Только он идеолог. На авторских идеях лежит печать его индивидуальности. Таким образом, в нём прямая и полновесная идеологическая значимость и индивидуальность сочетаются, не ослабляя друг друга. Но только в нём. В героях индивидуальность убивает значимость их идей, или же, если значимость этих идей сохраняется, то они отрешаются от индивидуальности героя и сочетаются с авторской индивидуальностью.
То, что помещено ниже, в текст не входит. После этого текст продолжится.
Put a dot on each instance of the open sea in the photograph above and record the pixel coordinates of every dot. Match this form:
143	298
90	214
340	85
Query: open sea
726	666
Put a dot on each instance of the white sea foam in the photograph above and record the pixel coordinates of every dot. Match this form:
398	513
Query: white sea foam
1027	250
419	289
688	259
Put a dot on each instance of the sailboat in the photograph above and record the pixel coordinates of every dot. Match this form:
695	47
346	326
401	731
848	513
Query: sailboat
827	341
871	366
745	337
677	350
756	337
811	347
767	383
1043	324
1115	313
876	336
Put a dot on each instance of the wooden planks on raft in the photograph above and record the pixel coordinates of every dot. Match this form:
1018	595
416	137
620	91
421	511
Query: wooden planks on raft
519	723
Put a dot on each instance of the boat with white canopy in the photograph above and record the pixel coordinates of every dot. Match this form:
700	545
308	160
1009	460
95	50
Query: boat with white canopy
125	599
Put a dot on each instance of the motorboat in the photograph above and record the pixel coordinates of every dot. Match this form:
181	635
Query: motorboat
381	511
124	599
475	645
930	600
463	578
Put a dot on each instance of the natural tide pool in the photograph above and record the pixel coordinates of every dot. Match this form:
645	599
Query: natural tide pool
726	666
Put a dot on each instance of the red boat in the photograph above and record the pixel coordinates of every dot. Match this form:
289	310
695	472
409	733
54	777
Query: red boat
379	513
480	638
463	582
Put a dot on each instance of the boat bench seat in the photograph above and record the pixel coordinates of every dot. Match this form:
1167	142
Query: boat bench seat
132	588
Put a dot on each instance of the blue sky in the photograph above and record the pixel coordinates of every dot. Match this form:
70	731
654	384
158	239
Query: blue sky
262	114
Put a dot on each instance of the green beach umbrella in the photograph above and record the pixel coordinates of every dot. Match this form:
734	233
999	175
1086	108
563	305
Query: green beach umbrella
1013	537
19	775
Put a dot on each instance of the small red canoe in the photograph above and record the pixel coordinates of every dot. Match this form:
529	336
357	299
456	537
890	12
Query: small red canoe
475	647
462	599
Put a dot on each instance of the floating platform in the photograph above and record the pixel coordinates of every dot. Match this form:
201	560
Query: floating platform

Отсюда — идейная одноакцентность произведения; появление второго акцента неизбежно воспримется как дурное противоречие внутри авторского мировоззрения.

Утверждённая и полноценная авторская идея может нести в произведении монологического типа троякие функции: во-первых, она является принципом самого видения и изображения мира, принципом выбора и объединения материала, принципом идеологической однотонности всех элементов произведения; во-вторых, идея может быть дана как более или менее отчётливый или сознательный вывод из изображённого; в-третьих, наконец, авторская идея может получить непосредственное выражение в идеологической позиции главного героя.

Идея, как принцип изображения, сливается с формой. Она определяет все формальные акценты, все те идеологические оценки, которые образуют формальное единство художественного стиля и единый тон произведения.

Глубинные пласты этой формообразующей идеологии, определяющие основные жанровые особенности произведений, носят традиционный характер, складываются и развиваются на протяжении веков. К этим глубинным пластам формы относится и разобранный нами художественный монологизм.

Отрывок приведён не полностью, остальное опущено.